Bu yürekten bir yakarış mıydı, yoksa 2014 sezonunun sonunda takımdan ayrılan bir oyuncunun kuyruk acısı mıydı? Illinois Üniversitesi’nin atletik direktörü Mike Thomas, Cvijanovic’in feveranını ilk olarak Beckman’a yönelik “kişisel bir saldırı” olarak niteledi. Mevcut Illini kadrosunun çekirdeğini oluşturan oyuncular da koçlarının yanında saf tuttu. Ama zaman içinde senaryo tersine döndü. Beckman’ın Champaign’e gelmeden önce çalıştırdığı Toledo’daki oyuncularından Andrew Weber, Twitter hesabına girdi ve tartışmaya katıldı: “Aynı sorunları biz de yaşıyorduk.

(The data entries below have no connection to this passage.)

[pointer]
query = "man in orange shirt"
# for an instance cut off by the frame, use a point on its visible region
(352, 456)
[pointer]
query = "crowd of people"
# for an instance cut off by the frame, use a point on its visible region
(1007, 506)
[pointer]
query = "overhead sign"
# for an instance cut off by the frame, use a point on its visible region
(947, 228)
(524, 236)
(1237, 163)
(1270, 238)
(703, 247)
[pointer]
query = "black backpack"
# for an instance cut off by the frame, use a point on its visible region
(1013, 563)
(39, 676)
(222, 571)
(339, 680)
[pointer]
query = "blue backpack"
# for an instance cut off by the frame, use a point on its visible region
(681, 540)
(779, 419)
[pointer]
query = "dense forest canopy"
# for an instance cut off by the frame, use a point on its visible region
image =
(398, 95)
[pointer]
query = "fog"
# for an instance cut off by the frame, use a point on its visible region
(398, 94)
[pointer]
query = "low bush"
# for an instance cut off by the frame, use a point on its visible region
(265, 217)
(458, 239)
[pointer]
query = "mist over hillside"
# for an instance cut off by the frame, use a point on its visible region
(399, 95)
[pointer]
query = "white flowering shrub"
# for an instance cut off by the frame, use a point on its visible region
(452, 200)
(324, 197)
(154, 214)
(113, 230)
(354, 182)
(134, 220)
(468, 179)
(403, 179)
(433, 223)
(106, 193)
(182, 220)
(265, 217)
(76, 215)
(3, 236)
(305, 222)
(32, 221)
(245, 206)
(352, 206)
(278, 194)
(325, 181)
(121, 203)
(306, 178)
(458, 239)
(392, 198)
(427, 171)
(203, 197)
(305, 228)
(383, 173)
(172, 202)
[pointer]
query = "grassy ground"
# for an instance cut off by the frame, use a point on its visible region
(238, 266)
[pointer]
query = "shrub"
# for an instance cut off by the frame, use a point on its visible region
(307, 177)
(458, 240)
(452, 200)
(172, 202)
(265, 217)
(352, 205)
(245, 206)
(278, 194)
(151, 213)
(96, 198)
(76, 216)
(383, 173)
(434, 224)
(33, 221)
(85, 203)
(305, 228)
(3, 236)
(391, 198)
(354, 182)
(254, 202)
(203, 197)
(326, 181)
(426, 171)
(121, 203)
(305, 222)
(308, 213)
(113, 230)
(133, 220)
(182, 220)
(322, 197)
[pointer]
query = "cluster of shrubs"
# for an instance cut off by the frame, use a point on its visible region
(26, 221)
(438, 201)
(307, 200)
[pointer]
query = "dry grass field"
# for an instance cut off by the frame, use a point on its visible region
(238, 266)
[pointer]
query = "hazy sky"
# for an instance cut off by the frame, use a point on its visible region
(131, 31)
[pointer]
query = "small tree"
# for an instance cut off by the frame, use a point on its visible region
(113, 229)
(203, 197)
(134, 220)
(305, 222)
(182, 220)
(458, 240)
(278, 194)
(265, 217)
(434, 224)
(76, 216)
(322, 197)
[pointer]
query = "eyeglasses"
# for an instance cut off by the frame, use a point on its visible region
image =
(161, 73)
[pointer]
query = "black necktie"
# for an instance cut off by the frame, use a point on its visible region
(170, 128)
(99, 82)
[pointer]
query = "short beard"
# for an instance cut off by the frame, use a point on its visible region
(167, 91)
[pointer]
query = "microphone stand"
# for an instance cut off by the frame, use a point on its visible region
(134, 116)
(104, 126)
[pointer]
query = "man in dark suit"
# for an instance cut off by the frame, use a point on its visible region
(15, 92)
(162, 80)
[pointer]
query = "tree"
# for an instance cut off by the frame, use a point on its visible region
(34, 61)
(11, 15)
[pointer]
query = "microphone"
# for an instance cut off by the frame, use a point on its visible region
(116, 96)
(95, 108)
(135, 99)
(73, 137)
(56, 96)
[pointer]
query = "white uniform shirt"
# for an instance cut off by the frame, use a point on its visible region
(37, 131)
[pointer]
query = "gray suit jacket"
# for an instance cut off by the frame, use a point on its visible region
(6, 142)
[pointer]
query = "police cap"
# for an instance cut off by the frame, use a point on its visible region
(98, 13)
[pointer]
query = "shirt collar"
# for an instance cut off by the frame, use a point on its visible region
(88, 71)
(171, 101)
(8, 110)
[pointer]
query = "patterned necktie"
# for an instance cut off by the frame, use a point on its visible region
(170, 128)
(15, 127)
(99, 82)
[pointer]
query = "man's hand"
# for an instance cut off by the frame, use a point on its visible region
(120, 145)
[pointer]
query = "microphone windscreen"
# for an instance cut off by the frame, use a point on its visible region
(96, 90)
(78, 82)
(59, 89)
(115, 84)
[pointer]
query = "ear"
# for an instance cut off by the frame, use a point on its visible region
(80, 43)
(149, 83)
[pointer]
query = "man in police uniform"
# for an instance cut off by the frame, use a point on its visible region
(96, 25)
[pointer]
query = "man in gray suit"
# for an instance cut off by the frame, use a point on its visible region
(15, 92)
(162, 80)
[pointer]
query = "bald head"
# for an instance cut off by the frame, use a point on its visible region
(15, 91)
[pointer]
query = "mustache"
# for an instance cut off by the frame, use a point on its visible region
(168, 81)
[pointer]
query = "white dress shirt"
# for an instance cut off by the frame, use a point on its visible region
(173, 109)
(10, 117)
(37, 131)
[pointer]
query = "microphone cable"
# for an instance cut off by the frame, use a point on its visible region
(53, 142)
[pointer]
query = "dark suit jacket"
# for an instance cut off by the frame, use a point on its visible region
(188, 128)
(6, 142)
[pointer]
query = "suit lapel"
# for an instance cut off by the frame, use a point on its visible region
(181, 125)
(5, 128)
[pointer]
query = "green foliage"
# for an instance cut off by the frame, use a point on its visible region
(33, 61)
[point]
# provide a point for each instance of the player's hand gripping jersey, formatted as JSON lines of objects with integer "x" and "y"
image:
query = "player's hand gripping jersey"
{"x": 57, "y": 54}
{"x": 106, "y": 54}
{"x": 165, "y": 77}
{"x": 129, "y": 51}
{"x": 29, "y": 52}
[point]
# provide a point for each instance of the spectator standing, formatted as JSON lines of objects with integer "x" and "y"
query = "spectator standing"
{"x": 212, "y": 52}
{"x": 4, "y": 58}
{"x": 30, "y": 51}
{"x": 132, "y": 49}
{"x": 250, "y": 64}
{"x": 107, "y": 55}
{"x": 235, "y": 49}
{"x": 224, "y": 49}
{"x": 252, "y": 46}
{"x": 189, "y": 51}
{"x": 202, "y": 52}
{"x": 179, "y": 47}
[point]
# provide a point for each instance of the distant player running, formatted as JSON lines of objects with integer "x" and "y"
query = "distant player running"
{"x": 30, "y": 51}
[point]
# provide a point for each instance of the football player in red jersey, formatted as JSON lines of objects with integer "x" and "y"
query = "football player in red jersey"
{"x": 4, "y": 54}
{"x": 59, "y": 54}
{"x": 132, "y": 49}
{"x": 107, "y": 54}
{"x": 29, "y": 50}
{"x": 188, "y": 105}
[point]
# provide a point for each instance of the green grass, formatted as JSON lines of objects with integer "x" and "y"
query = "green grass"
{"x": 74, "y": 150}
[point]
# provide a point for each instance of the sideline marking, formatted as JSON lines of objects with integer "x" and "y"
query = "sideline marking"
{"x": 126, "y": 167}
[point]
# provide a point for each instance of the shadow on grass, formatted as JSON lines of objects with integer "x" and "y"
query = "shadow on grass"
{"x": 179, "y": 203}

Ayağa kalkıp sesini yükselttiğin için teşekkürler!” Daily Illini ve Chicago Tribune gazeteleri, Cvijanovic’inkine benzer hikayeler anlatan başka oyuncular buldu; ikincisinin haberine göre, altı Illini oyuncusu daha Cvijanovic’e katılıyor ve sakatlıkları sırasında Beckman’ın kendilerini burslarını ellerinden almakla tehdit ettiğini açıklıyordu. Rektör Phyllis Wise, bu iddialar üzerine bağımsız bir avukatlık firmasını soruşturma için görevlendirdi. Ağustos ayının sonunda, yani takımın sezonu açmasına bir hafta kala, Thomas soruşturmadaki ilk bulguların Cvijanovic’in iddialarını desteklediğini öne sürerek Beckman’ın işine son verildiğini duyurdu. Beckman’ın avukatı Bruce Braun ise Sports Illustrated’a üniversitenin koçun kontratını sonlandırmak için acele ettiğini, kendi soruşturmalarının tamamlanmasını bile beklemediklerini söylüyor ve ekliyordu: “Sözü edilen ilk bulgular tamamıyla mesnetsiz ve güvenilirlikten uzaktı.”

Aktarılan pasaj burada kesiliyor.